見出し画像

[ 特 集 ]水の苑と輪島をつなぐ 漆と色彩の物語

「形あるものは いずれ無に帰る 漆の風化は これを佳よしとする」
慈嶽和夫大和尚 漆画制作時のことば
漆画「四季:六・天心花月<夏>」(部分)

ついたち法要や、行事の際に参詣の皆様が行き来する水の苑の回廊。この場所を取り囲むように、15枚の「漆画」が配されています。よく見てみると、不思議な世界が描かれていることに気づくでしょう。浮かび上がる釈尊や禅僧の姿。そこに突如現れる、空飛ぶ円盤〈UFO〉。作品を手がけたのは、創造の旅路を歩み始めていた美術家と時代を越えた漆芸を探求し続ける輪島塗りの職人たちでした。

水の苑 絵画鑑賞の順序本堂に向かって右側・本堂最寄りの作品を1枚目として時計回りの順序で並んでいます。

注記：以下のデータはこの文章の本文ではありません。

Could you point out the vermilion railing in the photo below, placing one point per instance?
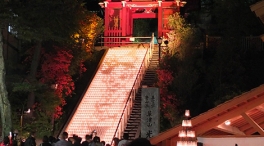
(130, 101)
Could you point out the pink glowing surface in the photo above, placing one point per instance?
(105, 99)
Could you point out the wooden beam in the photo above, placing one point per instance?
(251, 130)
(229, 129)
(248, 126)
(209, 124)
(253, 123)
(243, 103)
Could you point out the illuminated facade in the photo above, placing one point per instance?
(103, 103)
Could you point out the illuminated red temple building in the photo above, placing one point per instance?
(119, 15)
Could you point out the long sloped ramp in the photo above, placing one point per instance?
(101, 106)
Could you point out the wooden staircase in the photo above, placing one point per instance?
(133, 125)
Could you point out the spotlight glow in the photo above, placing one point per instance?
(103, 103)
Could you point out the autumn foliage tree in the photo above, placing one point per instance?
(176, 66)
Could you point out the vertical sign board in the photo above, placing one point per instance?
(150, 113)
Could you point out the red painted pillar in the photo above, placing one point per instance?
(129, 22)
(124, 19)
(160, 19)
(106, 21)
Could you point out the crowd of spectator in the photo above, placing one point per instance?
(64, 140)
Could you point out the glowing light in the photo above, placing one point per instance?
(227, 122)
(186, 123)
(187, 113)
(103, 103)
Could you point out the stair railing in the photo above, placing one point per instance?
(131, 98)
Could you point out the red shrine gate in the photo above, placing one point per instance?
(119, 16)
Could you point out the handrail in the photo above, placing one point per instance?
(115, 40)
(129, 103)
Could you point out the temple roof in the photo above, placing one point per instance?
(244, 112)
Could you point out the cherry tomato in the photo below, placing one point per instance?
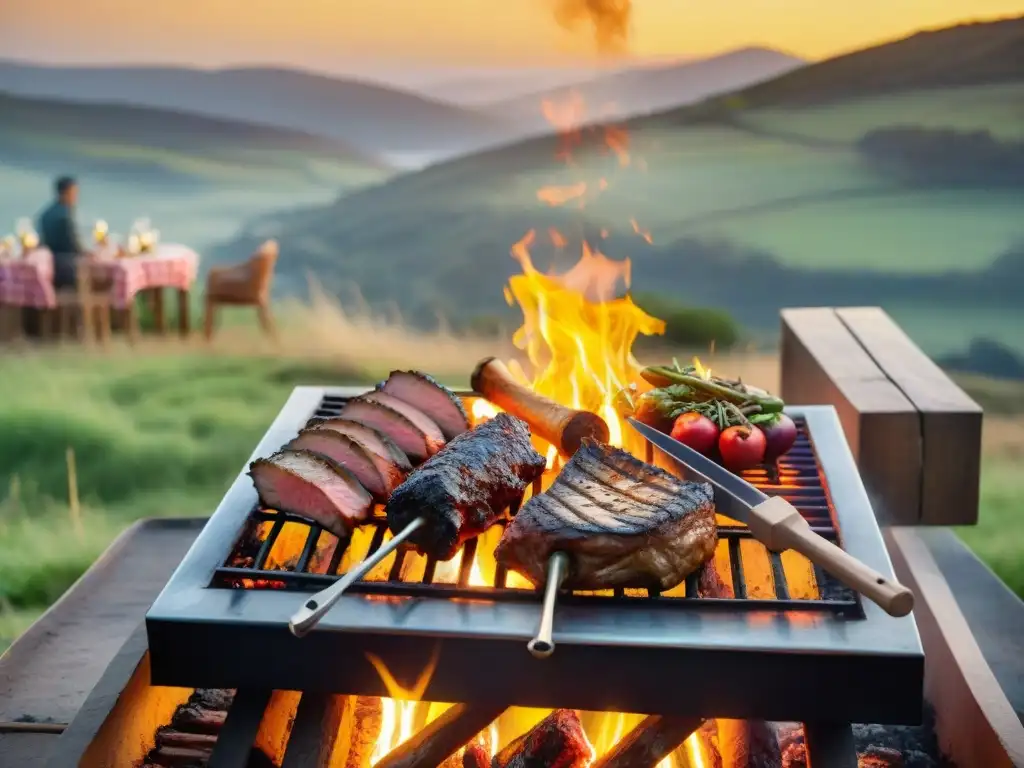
(695, 430)
(741, 448)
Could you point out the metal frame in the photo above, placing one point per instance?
(782, 666)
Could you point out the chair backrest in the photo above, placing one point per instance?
(261, 265)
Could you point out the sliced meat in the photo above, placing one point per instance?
(347, 453)
(557, 741)
(390, 460)
(466, 486)
(622, 522)
(310, 485)
(404, 433)
(433, 398)
(434, 435)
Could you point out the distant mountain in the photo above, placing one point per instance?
(641, 90)
(984, 52)
(488, 87)
(374, 118)
(450, 226)
(132, 142)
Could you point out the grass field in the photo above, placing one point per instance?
(788, 184)
(162, 430)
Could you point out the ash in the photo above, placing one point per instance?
(878, 745)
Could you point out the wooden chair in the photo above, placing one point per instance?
(87, 306)
(247, 284)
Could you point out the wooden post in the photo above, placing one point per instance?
(915, 435)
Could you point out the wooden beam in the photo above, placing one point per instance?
(824, 364)
(976, 725)
(950, 420)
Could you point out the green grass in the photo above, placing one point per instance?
(998, 539)
(165, 433)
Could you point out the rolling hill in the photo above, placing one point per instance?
(375, 118)
(199, 178)
(750, 208)
(641, 90)
(116, 139)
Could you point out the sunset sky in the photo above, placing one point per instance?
(346, 36)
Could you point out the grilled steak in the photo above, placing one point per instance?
(390, 460)
(465, 487)
(623, 522)
(347, 453)
(310, 485)
(403, 432)
(436, 400)
(435, 437)
(558, 740)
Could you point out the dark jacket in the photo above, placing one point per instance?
(57, 231)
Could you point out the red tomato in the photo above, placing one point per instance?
(695, 430)
(741, 448)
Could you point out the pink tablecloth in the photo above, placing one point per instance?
(29, 282)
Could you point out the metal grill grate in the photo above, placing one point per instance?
(753, 578)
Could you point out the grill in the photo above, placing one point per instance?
(798, 478)
(779, 642)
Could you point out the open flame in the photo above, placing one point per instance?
(579, 327)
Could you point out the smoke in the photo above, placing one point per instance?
(609, 19)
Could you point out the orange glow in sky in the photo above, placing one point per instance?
(331, 34)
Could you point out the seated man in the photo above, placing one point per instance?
(58, 232)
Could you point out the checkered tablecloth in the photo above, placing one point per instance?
(29, 281)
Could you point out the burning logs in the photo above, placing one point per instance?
(441, 738)
(556, 740)
(748, 743)
(475, 757)
(562, 427)
(647, 744)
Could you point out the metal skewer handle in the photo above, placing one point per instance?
(543, 645)
(316, 606)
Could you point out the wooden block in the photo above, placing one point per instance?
(976, 725)
(950, 421)
(823, 364)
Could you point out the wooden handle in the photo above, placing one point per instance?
(562, 427)
(779, 525)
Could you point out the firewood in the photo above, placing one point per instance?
(881, 757)
(193, 718)
(475, 757)
(363, 731)
(172, 757)
(213, 698)
(558, 739)
(441, 738)
(748, 743)
(170, 737)
(647, 744)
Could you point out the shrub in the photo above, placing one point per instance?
(690, 326)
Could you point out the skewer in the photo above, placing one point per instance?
(543, 645)
(315, 607)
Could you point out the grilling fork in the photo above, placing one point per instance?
(778, 524)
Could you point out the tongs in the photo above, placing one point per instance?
(778, 524)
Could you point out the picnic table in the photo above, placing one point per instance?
(28, 282)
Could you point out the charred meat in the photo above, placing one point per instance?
(398, 427)
(436, 400)
(466, 486)
(347, 453)
(310, 485)
(622, 522)
(556, 740)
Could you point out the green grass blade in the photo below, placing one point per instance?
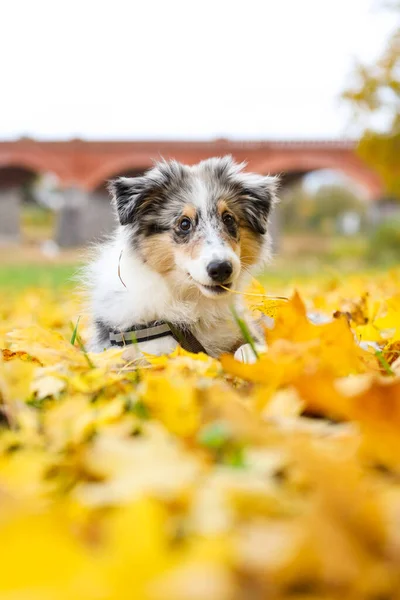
(245, 331)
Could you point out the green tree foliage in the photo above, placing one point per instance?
(375, 98)
(318, 211)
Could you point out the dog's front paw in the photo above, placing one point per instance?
(246, 354)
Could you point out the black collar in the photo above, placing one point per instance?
(153, 331)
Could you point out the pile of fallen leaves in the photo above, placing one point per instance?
(195, 478)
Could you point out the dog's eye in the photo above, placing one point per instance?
(228, 219)
(185, 224)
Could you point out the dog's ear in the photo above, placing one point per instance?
(134, 196)
(128, 193)
(257, 199)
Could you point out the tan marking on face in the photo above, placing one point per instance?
(191, 249)
(250, 247)
(158, 253)
(189, 211)
(223, 206)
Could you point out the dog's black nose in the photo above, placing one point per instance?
(220, 271)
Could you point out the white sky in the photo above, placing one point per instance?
(181, 69)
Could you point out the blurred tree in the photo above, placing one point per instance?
(375, 98)
(302, 210)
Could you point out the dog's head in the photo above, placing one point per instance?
(208, 221)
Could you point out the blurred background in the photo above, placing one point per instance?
(305, 89)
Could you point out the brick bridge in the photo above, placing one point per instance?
(83, 167)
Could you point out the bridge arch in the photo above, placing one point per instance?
(305, 163)
(126, 166)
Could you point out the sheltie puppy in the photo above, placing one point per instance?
(188, 236)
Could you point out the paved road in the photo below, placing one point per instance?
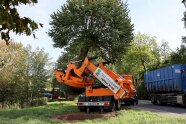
(166, 109)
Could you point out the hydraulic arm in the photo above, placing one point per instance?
(85, 76)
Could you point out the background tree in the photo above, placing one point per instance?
(102, 26)
(142, 55)
(11, 21)
(165, 51)
(184, 19)
(178, 56)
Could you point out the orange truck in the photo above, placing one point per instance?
(116, 90)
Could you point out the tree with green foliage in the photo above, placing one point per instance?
(10, 19)
(142, 55)
(179, 56)
(82, 26)
(23, 73)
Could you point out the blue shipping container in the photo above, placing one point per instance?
(166, 80)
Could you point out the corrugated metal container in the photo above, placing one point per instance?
(168, 79)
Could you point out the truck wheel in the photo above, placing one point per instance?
(184, 100)
(153, 101)
(118, 104)
(101, 110)
(88, 109)
(113, 106)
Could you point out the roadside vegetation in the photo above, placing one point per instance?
(44, 114)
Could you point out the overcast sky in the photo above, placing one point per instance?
(160, 18)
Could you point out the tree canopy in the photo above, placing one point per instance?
(10, 19)
(23, 73)
(101, 25)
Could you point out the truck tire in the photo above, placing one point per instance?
(113, 106)
(153, 101)
(87, 109)
(184, 100)
(118, 104)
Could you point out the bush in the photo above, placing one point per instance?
(39, 101)
(8, 105)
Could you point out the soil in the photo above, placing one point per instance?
(80, 116)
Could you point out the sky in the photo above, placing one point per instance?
(159, 18)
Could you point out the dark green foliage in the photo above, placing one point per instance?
(102, 26)
(179, 56)
(10, 19)
(23, 74)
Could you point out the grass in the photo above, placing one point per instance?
(43, 114)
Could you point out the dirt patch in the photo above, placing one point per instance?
(80, 116)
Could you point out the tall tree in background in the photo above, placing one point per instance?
(179, 56)
(184, 19)
(10, 19)
(100, 25)
(23, 72)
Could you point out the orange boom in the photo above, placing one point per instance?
(115, 91)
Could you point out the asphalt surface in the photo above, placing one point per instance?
(173, 110)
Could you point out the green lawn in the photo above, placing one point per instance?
(43, 114)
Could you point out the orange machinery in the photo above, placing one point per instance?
(117, 89)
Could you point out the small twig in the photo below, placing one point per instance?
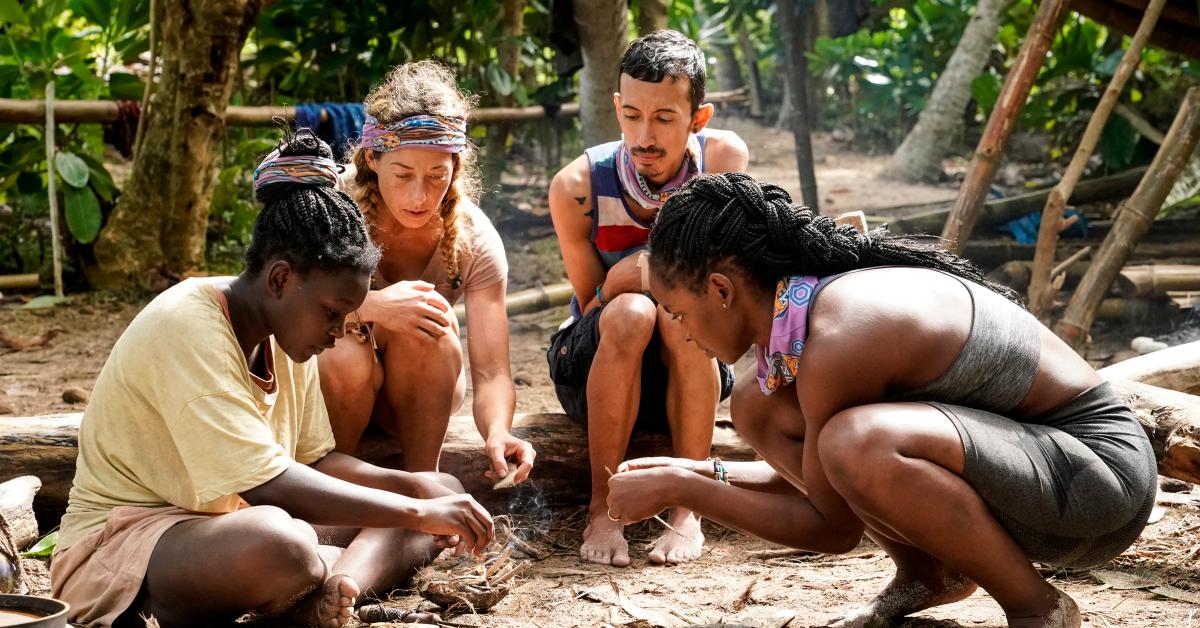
(511, 573)
(497, 564)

本来の順番にそって鑑賞してみると、これまで気づかなかった物語が見えてくるかもしれません。今回の萬亀では、各絵画の写真の説明文に展示順番を表す番号を入れております。
〈写真1〜4〉いずれも2023年9月現在展示中の漆画「四季」(部分)。キノコ雲や地球の描画に使用された青い色の漆は、この漆絵のために特別に調合されたものでした。

水の苑  「漆画の秘密」

縁の会が発足して2年後に制作された漆画。誕生背景には、今も続く当山の思いがありました。

新しさに挑むための絵画

今から25年前、漆画の制作を蔡國強氏と輪島屋善仁へ依頼したのは先代住職の慈嶽和夫大和尚でした。なぜ一人の作家ではなく両者に制作を委ねたのか、今ではその詳細を知ることはできません。確かなのはその当時、蔡氏も輪島屋も当山も、皆それぞれ新たな挑戦の最中にあったということです。
蔡氏は活動の拠点をアメリカに移しており、火薬を用いた作品を手がける現代美術家として頭角を現していました。一方、輪島屋善仁は漆芸専門デザイン会社の設立や、国内最大の漆の森作りを手がけるなど「次の百年」を見据えた活動を開始したばかり。そして、個人墓によって新しい寺のあり方を世に問うていたのが東長寺でした。先代住職は漆画という形でさらなる挑戦を問いかけたかったのかもしれません。蔡氏には、火薬ではなく「漆による再現を見据えた描画」を。優美な漆器を得意とする輪島屋善仁には、前代未聞の「都会の屋外用漆画づくり」を。東長寺が発した依頼は、両者の得意とする領域から、大きく踏み出すものでありました。
そして誕生したのが水の苑の漆画です。この作品は、現代美術でありながら、伝統工芸の輪島塗でもあります。同時に、漆画は水の苑という祈りの空間と一体でもあるのです。「伝統文化を受け継ぎ、次世代の文化を創造する」—それは現在も当山を貫いているビジョンです。漆画は無言のうちに、その思いを訪れる方に伝えているのです。

Q. 描いたのは誰?

現代美術家・蔡國強氏の原画を輪島屋善仁の職人たちが漆画として制作しました。

蔡國強氏(文由閣「回向 ― つながる縁起」展(2015年)トークイベントにて)

東長寺と蔡國強
蔡國強氏は中国出身の現代美術家。かつて山内にあった
アートスペース(P3 art and environment/現・羅漢堂)にて個展「原初火球」(1991年)を開催した際、氏が当山に泊まり込んで制作を行うなど、ご縁が始まりました。氏の代名詞と言える「火薬の爆発による絵画」と比べ、水の苑の原画に見られる絵画表現は大変珍しいものです。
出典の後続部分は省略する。